Non avrebbero applicato le procedure tecniche corrette per trattare la frazione organica dei rifiuti conferiti che, al termine dell’intero processo di riciclo, manteneva le caratteristiche di rifiuto speciale non pericoloso e non di fertilizzante da destinare al mercato agrotecnico. È l’accusa nei confronti delle aziende e dei relativi titolari indagati nell’inchiesta della Direzione distrettuale antimafia di Bari che ha portato all’operazione ‘Bios’, condotta nel foggiano dalla Guardia di Finanza. Sette persone sono state sottoposte agli arresti domiciliari, altre nove devono rispettare l’obbligo dimora. Risiedono tutti nella provincia di Foggia. Eseguita anche una misura cautelare finalizzata alla confisca nei confronti di 4 società e di 22 persone fisiche, tutte della provincia di Foggia, per un ammontare di 26 milioni equivalenti al profitto illecito. Rispondono di reati ambientali inerenti al traffico di rifiuti.

Secondo l’accusa le società e le persone, a vario titolo, coinvolte avrebbero trattato abusivamente e in forma organizzata ingenti quantitativi di rifiuti speciali pari ad almeno 240mila tonnellate, conferiti da imprese campane, pugliesi e diversi enti locali, qualificandoli come ‘compost’ (ovvero un fertilizzante organico stabilizzato biologicamente, con buona dotazione di elementi nutritivi, ricco di sostanze umiche, di pezzatura definita, igienicamente sicuro, esente da semi vitali di infestanti) e smaltendoli illecitamente in terreni agricoli nella provincia di Foggia. Gli indagati avrebbero anche cercato di impedire o comunque intralciare l’attività di vigilanza e controllo ambientale con falsi documenti contabili e fiscali. Il profitto deriva dai compensi percepiti per la ricezione di rifiuti destinati al trattamento, nonché dal risparmio di spesa derivante dalla mancata attivazione delle corrette procedure di gestione dei rifiuti prescritte dalla legge.

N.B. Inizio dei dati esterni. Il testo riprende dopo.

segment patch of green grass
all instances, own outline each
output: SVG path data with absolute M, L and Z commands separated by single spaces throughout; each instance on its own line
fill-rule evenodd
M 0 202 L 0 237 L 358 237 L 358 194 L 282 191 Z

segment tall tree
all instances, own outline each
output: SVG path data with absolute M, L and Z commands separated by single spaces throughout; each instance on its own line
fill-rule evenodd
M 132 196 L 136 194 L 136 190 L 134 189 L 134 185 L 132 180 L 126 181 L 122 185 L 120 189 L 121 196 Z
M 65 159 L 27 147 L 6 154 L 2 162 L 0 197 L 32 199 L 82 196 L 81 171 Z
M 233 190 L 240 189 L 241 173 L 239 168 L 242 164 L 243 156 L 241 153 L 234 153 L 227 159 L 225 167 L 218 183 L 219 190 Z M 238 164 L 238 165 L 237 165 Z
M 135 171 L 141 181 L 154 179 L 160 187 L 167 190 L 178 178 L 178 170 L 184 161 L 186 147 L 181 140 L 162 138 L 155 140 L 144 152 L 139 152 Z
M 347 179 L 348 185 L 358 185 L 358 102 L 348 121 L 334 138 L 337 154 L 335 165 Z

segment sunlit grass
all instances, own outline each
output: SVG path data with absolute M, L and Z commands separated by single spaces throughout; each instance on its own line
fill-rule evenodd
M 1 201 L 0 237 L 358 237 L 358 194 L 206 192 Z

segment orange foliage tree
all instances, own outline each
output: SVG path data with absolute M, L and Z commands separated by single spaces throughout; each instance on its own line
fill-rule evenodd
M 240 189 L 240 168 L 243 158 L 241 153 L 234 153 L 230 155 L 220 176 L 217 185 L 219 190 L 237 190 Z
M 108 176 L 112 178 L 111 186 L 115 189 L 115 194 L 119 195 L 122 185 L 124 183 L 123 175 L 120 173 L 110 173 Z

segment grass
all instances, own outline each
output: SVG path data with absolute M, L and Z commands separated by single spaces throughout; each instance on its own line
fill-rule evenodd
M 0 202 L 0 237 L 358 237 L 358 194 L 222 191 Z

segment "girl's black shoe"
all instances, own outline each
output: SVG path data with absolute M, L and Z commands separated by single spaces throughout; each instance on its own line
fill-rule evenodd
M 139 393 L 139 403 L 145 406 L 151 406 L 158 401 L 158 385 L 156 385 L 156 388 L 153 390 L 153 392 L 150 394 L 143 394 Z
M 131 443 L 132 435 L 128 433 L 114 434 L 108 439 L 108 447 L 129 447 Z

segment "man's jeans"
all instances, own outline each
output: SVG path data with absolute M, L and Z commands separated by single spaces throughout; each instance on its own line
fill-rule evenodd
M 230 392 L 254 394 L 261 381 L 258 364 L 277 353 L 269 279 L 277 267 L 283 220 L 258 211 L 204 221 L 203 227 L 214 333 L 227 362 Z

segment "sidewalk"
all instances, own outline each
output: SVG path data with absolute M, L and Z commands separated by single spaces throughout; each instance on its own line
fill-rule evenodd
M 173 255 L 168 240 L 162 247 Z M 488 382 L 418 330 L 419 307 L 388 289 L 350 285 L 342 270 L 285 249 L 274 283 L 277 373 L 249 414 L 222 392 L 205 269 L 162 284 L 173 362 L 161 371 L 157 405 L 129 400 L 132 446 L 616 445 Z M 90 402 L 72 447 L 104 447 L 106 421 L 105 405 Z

Il giudice per le indagini preliminari ha accolto le tesi della Procura sui reati contestati e sulla sussistenza dei gravi indizi di colpevolezza che hanno reso necessarie le misure cautelari: arresti, obblighi di dimora e sequestri preventivi che hanno riguardato 255 terreni agricoli per una complessiva superficie di 353 ettari circa; 48 immobili; 4 complessi aziendali; quote societarie; conti correnti e depositi finanziari; beni mobili e beni mobili registrati. È stato infine disposto l’ulteriore sequestro ‘impeditivo’ dei beni impiegati per la realizzazione delle violazioni ambientali, consistenti in particolare in terreni e mezzi di trasporto e movimento, per un valore in corso di quantificazione e comunque non inferiore a 3 milioni di euro.